A loira revirou os olhos e tratou de ajudar a amiga "sem roupa" a encontrar alguma roupa, após concordar com a cabeça que com certeza ficaria com aquele vestido maravilhoso.

— Tudo bem, que tal esse? - Kate levantou um vestido vermelho longo com um decote em v.

Ana fez careta.

— É muito "cheguei!". - Ana falou, e Kate até teve que concordar: o vestido realmente era demais.

A loira caminhou pelas malas e então olhou de relance para a cama. Havia um vestido debaixo de uns outros três. Parecia ser tão simples, tão casual, que Kate nem cogitou ir vê-lo, mas depois de dar mais uma olhada, o resgatou.

— Uau - exclamou. - Você tem que ir com esse.

— Qual? Ah, esse. Nem lembrava mais dele.

— Também está com a etiqueta? Como você compra um vestido desses, e não usa? Ou esquece que ele existe e que você o tem!?

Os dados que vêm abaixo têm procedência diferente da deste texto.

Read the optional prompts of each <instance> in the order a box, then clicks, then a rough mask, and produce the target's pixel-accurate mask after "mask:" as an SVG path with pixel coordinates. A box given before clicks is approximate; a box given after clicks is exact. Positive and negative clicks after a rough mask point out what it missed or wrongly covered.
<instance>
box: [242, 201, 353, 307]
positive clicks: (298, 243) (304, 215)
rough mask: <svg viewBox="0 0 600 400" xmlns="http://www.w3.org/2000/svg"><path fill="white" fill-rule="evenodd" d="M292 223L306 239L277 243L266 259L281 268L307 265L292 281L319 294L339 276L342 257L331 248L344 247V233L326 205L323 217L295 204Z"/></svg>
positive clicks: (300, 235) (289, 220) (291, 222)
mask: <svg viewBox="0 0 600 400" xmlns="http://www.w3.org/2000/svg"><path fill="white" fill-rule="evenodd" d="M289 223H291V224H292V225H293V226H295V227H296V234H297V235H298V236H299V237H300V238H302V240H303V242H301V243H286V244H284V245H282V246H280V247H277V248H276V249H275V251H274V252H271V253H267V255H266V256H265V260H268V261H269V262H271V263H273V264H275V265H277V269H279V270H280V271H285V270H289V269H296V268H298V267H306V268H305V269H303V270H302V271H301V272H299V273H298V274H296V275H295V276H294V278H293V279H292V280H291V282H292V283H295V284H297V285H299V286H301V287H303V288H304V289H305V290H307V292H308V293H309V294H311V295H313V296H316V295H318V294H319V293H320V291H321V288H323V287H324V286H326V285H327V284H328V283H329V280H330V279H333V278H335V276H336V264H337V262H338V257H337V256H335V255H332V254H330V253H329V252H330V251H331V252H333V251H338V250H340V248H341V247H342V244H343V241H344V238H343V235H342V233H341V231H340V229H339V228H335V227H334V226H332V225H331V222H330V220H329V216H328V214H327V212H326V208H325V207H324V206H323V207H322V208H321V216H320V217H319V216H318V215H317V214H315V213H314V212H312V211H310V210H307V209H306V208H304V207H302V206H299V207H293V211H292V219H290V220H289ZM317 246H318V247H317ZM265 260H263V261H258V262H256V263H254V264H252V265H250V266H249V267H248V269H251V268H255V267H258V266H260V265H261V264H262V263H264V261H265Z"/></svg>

Ana suspirou e pegou o vestido da mão de Kate, analisando-o. É, era realmente bonito. E simples. Mas era uma simplicidade elegante. Que valorizava.

— Acho que vou com ele - falou.

— É claro que você vai. Se não o colocar por bem, eu o faço em você. E sem amarrotá-lo.

Ana revirou os olhos, jogando a toalha logo em seguida em cima da cadeira da escrivaninha.

— Garota, esse vestido nasceu para você, é o seu vestido!

— Também não exagera, Kate.

— Fala sério!

— Você não viu muitos vestidos na vida, não é?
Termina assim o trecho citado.